Earlier this week, Taylor Swift fanatics began expressing outrage after they were unable to secure tickets to the forthcoming Eras Tour through Ticketmaster. Now, amid the tidal wave of pushback – and continued calls for enhanced regulation – Live Nation chairman Greg Maffei has publicly addressed the fiasco.
All manner of irked Swifties took to social media to vent after unsuccessfully trying to buy Eras passes ahead of the concert series’ March kickoff. And this chorus of complaints – representing just a portion of the criticism that Live Nation’s Ticketmaster has faced in 2022 – ignited calls for additional regulatory scrutiny.
To be sure, multiple lawmakers (including members of both the House and the Senate) and activist organizations had already taken aim at Live Nation and Ticketmaster in 2022, with certain entities calling for the federal government to unwind their 2010 merger. (The White House announced a crackdown on “processing fees on concert tickets” earlier in November.)
During the debacle concerning the availability of Eras tickets, different lawmakers yet (including Representative Ocasio-Cortez) penned social-media messages about Live Nation, whereas the attorney general in Tennessee launched an investigation “to ensure that no consumer protection laws were violated.”
“Daily reminder that Ticketmaster is a monopoly, it’s [sic] merger with LiveNation should never have been approved, and they need to be reigned in. Break them up,” wrote Ocasio-Cortez.
As initially mentioned, Live Nation chairman and Liberty Media CEO Greg Maffei – Liberty owned about 31 percent of Live Nation as of July’s end – broached the Eras Tour ticketing fallout in an interview.
The discussion took place at Liberty Media’s 2022 investor meeting today, as part of a sit down with CNBC’s David Faber.
“First, all the Live Nation team is sympathetic that, the long wait times and fans who couldn’t get what they wanted,” said Maffei. “Reality is, it’s a function of the massive demand that Taylor Swift has. The site was supposed to be opened up for 1.5 million verified Taylor Swift fans.
“We had 14 million people hit the site – including bots, another story, which are not supposed to be there. And despite all the challenges and the breakdowns, we did sell over two million tickets that day. We could have filled 900 stadiums. And the reality is this is not actually a Live Nation-promoted concert.
“Taylor Swift is promoted by one of our largest competitors. So though AOC may not like every element of our business, interestingly, AEG, our competitor, who is the promoter for Taylor Swift, chose to use us. Because we are in reality the largest and most effective ticket seller in the world. Even our competitors want to come on our platform,” he finished.

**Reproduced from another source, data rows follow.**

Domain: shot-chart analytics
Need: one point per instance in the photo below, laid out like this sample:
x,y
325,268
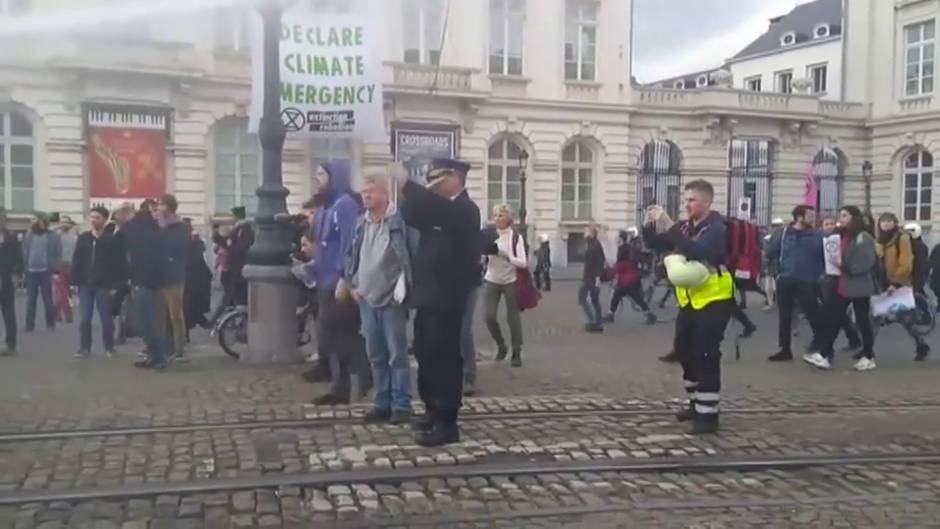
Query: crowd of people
x,y
143,271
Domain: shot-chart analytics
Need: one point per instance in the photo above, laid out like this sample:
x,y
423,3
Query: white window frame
x,y
238,151
14,7
423,9
918,173
504,165
506,22
582,23
7,142
577,165
779,87
811,74
924,83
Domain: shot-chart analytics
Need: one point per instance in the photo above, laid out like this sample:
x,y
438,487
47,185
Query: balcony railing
x,y
740,101
431,77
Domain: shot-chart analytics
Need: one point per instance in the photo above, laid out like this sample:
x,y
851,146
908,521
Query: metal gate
x,y
750,176
658,180
828,171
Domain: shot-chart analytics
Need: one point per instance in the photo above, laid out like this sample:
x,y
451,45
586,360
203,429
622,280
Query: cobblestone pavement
x,y
613,390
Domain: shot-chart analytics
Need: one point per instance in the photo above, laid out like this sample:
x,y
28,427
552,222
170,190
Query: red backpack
x,y
742,253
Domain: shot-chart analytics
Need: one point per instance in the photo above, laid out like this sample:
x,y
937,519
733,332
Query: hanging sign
x,y
331,75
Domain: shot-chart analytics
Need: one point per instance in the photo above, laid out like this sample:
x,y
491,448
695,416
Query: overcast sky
x,y
674,37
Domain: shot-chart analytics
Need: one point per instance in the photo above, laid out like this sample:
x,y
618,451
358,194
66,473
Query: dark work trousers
x,y
340,341
440,364
8,306
835,315
790,293
635,291
848,326
698,344
543,278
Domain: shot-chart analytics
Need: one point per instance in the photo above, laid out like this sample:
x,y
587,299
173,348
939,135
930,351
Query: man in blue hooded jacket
x,y
338,323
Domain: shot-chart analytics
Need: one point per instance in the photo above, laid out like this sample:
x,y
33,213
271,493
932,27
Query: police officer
x,y
704,309
446,269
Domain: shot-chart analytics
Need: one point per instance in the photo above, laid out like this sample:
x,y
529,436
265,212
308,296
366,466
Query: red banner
x,y
127,162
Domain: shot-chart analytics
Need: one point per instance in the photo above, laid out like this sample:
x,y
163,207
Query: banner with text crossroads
x,y
331,75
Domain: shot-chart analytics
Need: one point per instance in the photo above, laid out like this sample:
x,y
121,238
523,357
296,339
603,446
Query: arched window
x,y
828,171
658,180
750,177
237,174
577,181
17,162
502,175
918,185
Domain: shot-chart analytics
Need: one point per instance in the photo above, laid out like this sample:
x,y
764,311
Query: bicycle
x,y
918,322
231,329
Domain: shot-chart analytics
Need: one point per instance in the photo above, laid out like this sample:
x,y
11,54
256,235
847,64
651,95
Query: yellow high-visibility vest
x,y
717,287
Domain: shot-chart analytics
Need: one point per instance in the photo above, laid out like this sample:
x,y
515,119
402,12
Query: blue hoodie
x,y
334,226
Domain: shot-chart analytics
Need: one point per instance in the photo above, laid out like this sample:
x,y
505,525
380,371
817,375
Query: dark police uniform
x,y
704,312
446,268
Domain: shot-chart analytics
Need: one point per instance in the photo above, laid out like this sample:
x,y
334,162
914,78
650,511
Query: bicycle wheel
x,y
233,333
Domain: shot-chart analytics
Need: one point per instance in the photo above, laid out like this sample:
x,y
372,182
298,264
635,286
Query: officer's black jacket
x,y
447,263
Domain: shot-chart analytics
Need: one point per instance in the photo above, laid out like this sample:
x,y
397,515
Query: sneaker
x,y
377,415
864,364
817,360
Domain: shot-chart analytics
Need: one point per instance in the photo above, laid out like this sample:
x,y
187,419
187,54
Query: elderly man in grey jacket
x,y
379,269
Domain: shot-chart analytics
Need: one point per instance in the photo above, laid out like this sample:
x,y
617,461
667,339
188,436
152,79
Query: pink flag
x,y
809,187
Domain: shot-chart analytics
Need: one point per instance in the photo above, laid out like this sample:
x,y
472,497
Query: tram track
x,y
514,468
356,418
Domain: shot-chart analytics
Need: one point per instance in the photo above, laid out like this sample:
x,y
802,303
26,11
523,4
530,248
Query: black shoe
x,y
376,415
702,425
748,331
315,374
330,399
686,414
422,423
439,435
670,358
400,417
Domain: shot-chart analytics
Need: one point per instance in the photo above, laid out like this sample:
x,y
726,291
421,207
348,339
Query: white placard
x,y
331,75
832,254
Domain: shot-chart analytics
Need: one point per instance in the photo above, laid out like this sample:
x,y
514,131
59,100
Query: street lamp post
x,y
523,163
272,328
866,175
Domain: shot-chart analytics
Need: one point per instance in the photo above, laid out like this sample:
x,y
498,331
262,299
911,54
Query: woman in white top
x,y
506,254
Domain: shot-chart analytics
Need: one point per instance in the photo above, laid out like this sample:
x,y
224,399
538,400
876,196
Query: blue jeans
x,y
39,283
387,347
147,307
592,310
88,297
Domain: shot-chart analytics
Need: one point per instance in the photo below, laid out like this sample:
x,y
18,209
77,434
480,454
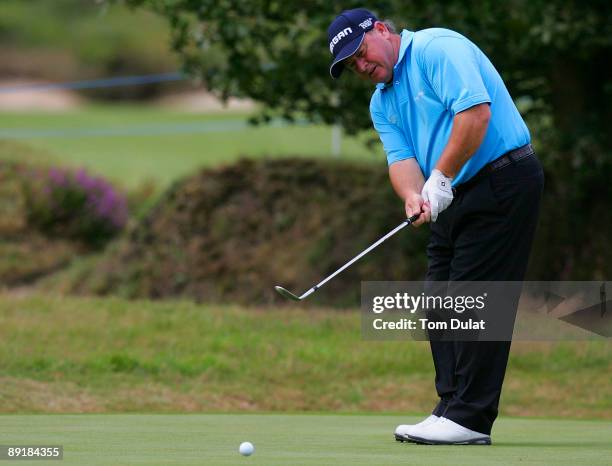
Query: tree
x,y
554,56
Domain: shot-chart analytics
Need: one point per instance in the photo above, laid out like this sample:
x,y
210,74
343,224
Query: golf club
x,y
287,294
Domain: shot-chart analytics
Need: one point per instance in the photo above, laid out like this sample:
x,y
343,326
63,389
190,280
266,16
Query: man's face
x,y
375,58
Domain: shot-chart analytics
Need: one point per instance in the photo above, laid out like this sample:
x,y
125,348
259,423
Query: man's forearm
x,y
469,129
406,178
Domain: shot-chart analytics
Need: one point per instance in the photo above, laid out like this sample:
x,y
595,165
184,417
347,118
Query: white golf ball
x,y
246,449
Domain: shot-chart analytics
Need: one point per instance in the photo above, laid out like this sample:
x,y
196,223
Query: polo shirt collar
x,y
406,39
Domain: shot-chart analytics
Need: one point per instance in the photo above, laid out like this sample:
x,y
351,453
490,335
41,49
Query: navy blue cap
x,y
346,34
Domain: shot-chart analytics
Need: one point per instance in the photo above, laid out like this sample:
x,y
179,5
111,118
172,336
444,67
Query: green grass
x,y
135,158
74,355
298,440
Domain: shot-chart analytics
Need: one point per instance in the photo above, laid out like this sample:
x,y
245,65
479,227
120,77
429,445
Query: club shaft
x,y
405,223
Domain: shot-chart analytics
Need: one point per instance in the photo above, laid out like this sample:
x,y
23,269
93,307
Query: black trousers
x,y
484,235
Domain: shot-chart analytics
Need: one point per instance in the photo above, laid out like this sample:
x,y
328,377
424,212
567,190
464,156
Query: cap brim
x,y
336,68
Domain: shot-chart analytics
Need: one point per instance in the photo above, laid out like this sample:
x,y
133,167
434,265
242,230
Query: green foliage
x,y
75,39
553,55
232,233
276,52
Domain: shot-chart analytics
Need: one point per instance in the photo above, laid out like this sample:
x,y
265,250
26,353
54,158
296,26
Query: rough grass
x,y
109,355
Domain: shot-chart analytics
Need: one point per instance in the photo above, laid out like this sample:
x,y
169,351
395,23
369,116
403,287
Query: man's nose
x,y
359,64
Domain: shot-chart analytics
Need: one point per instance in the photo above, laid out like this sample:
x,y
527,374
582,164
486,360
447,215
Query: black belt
x,y
501,162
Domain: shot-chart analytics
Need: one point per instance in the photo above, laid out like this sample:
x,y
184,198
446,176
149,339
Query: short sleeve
x,y
393,139
451,67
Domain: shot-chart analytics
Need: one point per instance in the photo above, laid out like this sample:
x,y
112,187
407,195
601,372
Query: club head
x,y
286,293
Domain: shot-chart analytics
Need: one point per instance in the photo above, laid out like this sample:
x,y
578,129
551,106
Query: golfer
x,y
459,154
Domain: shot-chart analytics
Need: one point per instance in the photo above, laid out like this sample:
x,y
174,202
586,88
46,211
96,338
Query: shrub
x,y
74,205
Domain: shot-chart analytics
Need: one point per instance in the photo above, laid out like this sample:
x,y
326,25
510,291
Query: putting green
x,y
281,439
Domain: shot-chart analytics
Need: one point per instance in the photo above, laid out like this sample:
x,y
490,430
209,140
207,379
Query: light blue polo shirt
x,y
440,73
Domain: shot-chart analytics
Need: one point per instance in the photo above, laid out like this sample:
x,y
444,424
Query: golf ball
x,y
246,449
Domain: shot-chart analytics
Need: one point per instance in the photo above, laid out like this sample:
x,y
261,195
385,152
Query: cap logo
x,y
366,24
344,33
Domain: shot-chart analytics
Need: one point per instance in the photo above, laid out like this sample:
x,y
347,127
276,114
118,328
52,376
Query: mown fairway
x,y
298,440
134,144
82,355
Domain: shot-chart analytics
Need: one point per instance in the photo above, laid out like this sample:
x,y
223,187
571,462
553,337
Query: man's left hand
x,y
438,192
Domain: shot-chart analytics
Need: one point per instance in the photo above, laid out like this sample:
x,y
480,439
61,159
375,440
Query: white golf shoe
x,y
447,432
403,431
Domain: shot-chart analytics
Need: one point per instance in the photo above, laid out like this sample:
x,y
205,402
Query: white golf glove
x,y
438,192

And when asked whether there’s a way to prevent similar occurrences in the future – especially as a multitude of high-profile acts plot 2023 concert series – Maffei indicated that Live Nation and Ticketmaster “are working hard on this.”
“I apologize to all our fans. We are working hard on this, and again, building capacity for peak demand is something we attempt to do. But this exceeded every expectation. And the reality is Taylor Swift hasn’t been on the road for three or four years, and that’s caused a huge issue,” Maffei relayed.
Ticketmaster itself expanded upon the ideas in a blog post, pointing to a “staggering number of bot attacks” and the record number of passes that Swifties did in fact purchase (“the most tickets ever sold for an artist in a single day”).
“Even when a high demand on sale goes flawlessly from a tech perspective,” the Live Nation subsidiary wrote, “many fans are left empty handed. For example: based on the volume of traffic to our site, Taylor would need to perform over 900 stadium shows (almost 20x the number of shows she is doing)…that’s a stadium show every single night for the next 2.5 years.”
Finally, Ticketmaster this afternoon went ahead and called off tomorrow’s public on-sale for the Eras Tour owing “to extraordinarily high demands on ticketing systems and insufficient remaining ticket inventory.”